The fourth Hong Kong International Diamond, Gem & Pearl Show (28 February-4 March) and the 34th Hong Kong International Jewellery Show (2-6 March) featured about 4,480 exhibitors, and attracted over 85,000 buyers from 144 countries and regions, up six percent over last year, according to organizer Hong Kong Trade Development Council (HKTDC). More than 33,000 buyers visited the Diamond, Gem & Pearl Show, while some 52,000 visitors attended the Jewellery Show. “Despite economic challenges, especially in the luxury goods market, the two shows attracted a record number of buyers. The exhibitors are also generally satisfied with the results at the two shows,” said Benjamin Chau, Deputy Executive Director, HKTDC. “This demonstrates that the jewelry industry remains confident about business prospects this year."
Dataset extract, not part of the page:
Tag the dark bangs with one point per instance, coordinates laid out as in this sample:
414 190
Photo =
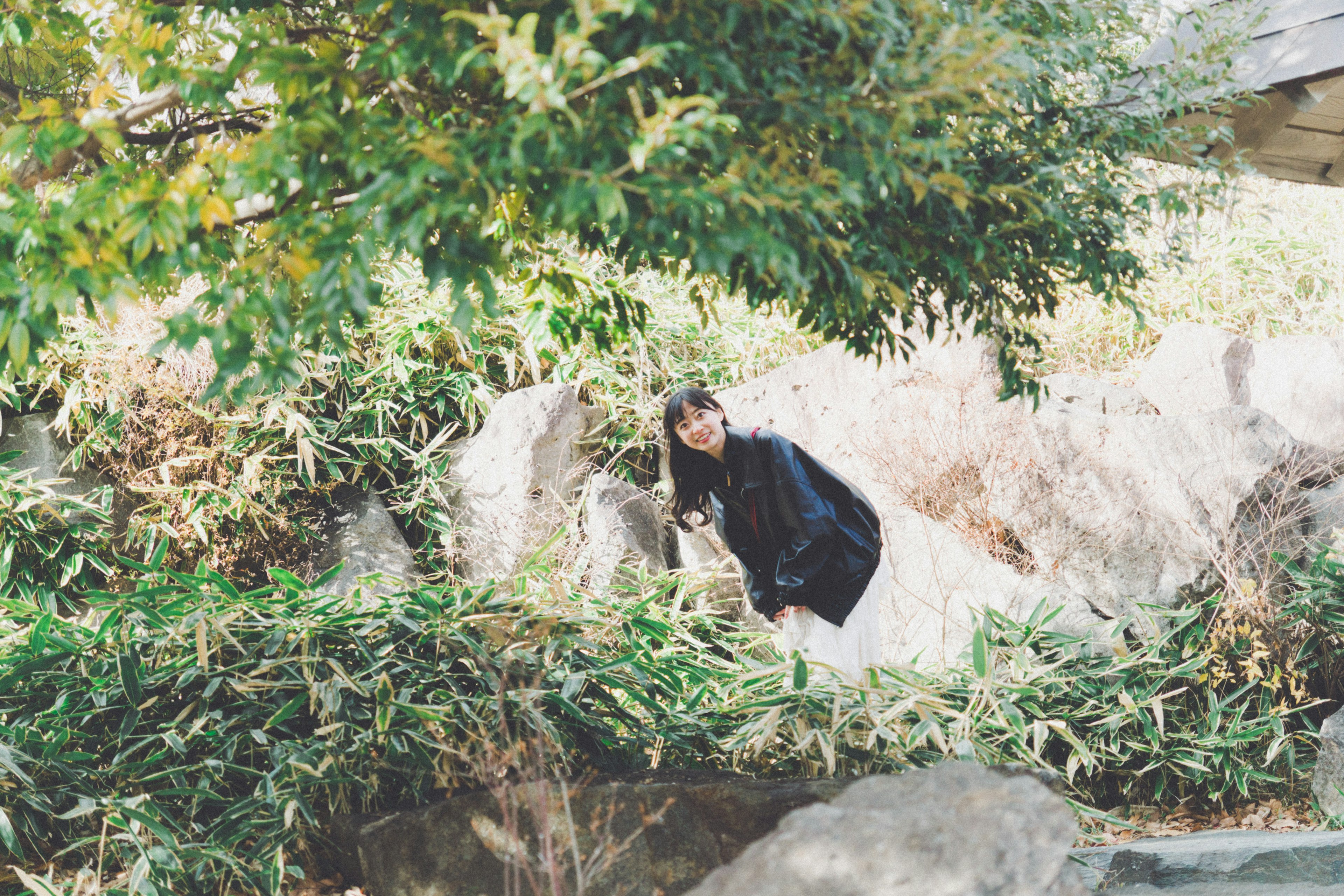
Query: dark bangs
694 473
The HKTDC commissioned an independent onsite survey during the two shows, interviewing more than 1,300 buyers and exhibitors about their views on market prospects and product trends. The survey found that 56% of the respondents expect overall sales this year to be steady, while 28% expect an increase; 69% expect prices to be steady and 23% expect them to rise. For both product categories and product materials, survey respondents expect items with more affordable prices will be more popular. In terms of product categories, survey respondents are mostly optimistic about the prospects of trendy fashion jewelry (72%), followed by jewelry for weddings and special occasions (58%) and precious jewelry (58%). In terms of price range, 54% of the respondents expect products priced from US$101 - $500 to have the greatest potential this year, followed by products in the US$501 - $1,000 (51%) price range. Mainland China, United States and Western Europe are the most optimisitc markets for jewelry, diamonds are the most popular gemstone, and price fluctuations of raw materials are seen as the main challenges.
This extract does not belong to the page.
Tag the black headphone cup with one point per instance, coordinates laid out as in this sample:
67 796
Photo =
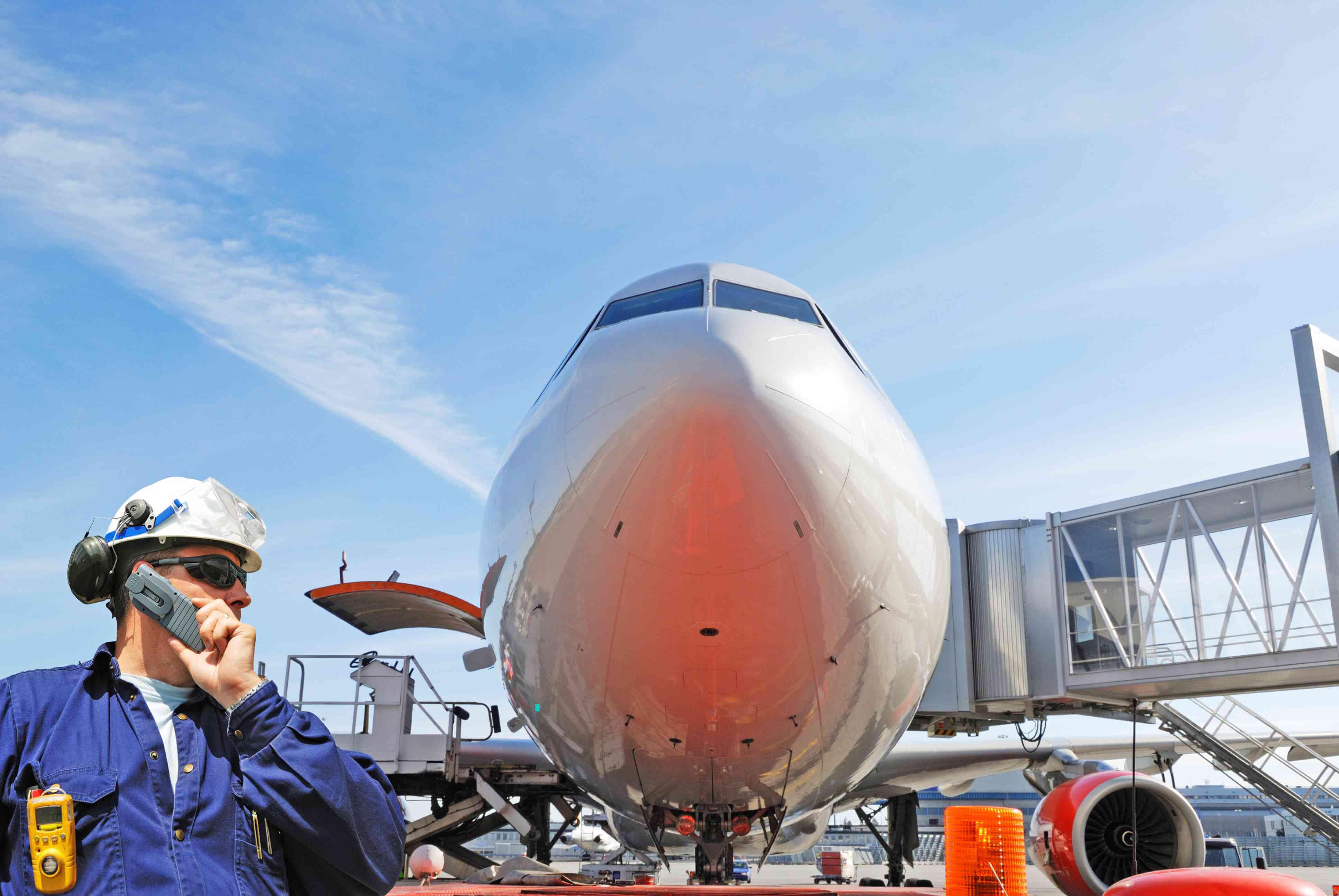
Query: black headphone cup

Several reports note that diamond demand was up and traders are optimistic after the show. Rapaport News notes, "Buyers did better than sellers as suppliers were willing to compromise on price in order to generate liquidity and reduce inventory before new better-quality polished production becomes available." All in all, they note "positive" and "optimistic" sentiments prevailing post-trade fair in the U.S., Belgium, Israel, India and Hong Kong itself. According to the news site, "Chinese independent retailers shifting to lower price-points signaling a change in consumer demand," while, "Yuan depreciation against the dollar (-6.4% in the past year, -0.5% this week) is limiting buyers’ budgets."